Yol, Sayı 13, Kasım-Aralık 2006

Varoşlarda sosyal dokunun en belirgin renkleri iktidar ve şiddet. Kim nereye hakim olmuş… Bilmem ne işini almak için kim kiminle çatışmış… Şu hattı olduğu gibi Karadenizliler mi tutuyormuş… Bu mahallede Ağrılılar hakimmiş… Kim kimi neresinden vurmuş… Vay, demek belden yukarı vurmuş… On dörtlü müymüş, yedi altmış beş mi… El yapımı mıymış, makine kimya mı… Kelebek miymiş, falçata mı… Faça Kasım’ın adamı mıymış, Deh Rafet’in mi… Kapkaçtan girmiş içeri… Suçu kardeşi üzerine almış…

İktidar ve şiddet, sosyalistlerin tartışmalarına çokça konu olan iki kavram. İktidarlaşma bir hedef olarak, şiddet hedefe bizi taşıyacak yöntemlerden biri olarak tartışılıyor. Günümüz koşullarında ve geçmiş deneyimlerin ışığında, kavramların içi yeniden yeniden doldurulmaya çalışılıyor.

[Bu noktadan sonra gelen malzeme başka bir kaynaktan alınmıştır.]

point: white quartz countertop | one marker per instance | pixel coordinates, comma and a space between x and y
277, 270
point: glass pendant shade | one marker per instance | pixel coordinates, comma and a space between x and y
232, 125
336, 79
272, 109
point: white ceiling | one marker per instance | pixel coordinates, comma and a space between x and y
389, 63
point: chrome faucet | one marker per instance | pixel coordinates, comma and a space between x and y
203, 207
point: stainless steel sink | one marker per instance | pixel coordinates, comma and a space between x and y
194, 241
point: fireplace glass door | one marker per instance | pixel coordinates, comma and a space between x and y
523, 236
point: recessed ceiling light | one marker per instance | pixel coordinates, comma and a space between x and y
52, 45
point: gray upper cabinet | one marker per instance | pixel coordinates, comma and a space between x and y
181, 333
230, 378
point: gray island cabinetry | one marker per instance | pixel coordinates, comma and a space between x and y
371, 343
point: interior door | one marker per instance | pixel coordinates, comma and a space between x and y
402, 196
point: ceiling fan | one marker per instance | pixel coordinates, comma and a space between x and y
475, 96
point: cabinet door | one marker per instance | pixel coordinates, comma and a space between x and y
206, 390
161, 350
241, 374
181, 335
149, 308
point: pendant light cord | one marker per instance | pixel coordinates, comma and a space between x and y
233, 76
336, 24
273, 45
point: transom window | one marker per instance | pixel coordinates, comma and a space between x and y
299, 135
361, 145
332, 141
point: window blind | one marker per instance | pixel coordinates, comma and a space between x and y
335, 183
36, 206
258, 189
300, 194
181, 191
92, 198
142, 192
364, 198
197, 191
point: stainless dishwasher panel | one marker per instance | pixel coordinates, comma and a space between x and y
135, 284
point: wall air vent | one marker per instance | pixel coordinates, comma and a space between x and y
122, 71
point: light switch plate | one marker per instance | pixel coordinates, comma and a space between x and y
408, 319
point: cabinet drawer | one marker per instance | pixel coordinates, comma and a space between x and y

Bu yazıda yapmak istediğimiz, tartışmaya bu kapsamda girmek değil. Meselenin yalnızca bir yönüne değineceğiz. Önce, iktidar ve şiddet kavramlarının, varoşun kendi doğallığının bir parçası olarak karşılığı nedir, bunu tartışacağız. Sonra, varoşlarda çalışan, o doğallığa bir iradi müdahalede bulunan devrimci yapıların hedef ve yöntemi bağlamında kavramlara ne anlam yüklediğimizi genel hatlarıyla ifade edeceğiz. Ve nihayet, kavramların her iki düzeydeki anlamlarının aynılıkları/ayrılıkları üzerinden bir karşılaştırmasını yapmaya çalışacağız.

* * *

Varoşlar ve iktidar. Çeşitli anlamları var iktidar kelimesinin. “Sözü geçerlik, istediğini yaptırabilme gücü.” Ya da varoşun diliyle “burası benden sorulur” raconu. Mesele yalnızca mahalle kabadayılarının hırlaşmalarından ibaret değil. Kavramın, yarattığı ilk çağrışımdan öte bir derinliği var. Sosyal yapının bütününe içkin bir durum varoşta iktidar kavgası. Yani hangi alanda, hangi konuyla ilgili olursa olsun kıyasıya bir iktidar kavgasıyla karşılaşırsınız. Kapitalizmin doğasında olan rekabet, bencillik, oralarda daha can acıtıcı yaşanır. Dayanışma, paylaşma bilinci son derece siliktir. Düzenin nimetlerinin kırıntısının düştüğü bir yaşam alanında, paylaşılacak kadar zenginlik yoktur. O kırıntıya sahip olma ve ayakta kalma kavgası, olanca yırtıcılığıyla yaşanır. Yoksulluğun derinleşmesi dayanışmayı değil, iktidar kavgasını şiddetlendirir. Olan, aslında bir varlık yokluk kavgasıdır. Ancak öyle ayakta kalınabilir, yaşam sürdürülebilir. Zenginliğin şımarık bencilliği değil, yaşamda kalabilme adına sefaletin zorunlu “bencilliğidir” oralarda yaşanan.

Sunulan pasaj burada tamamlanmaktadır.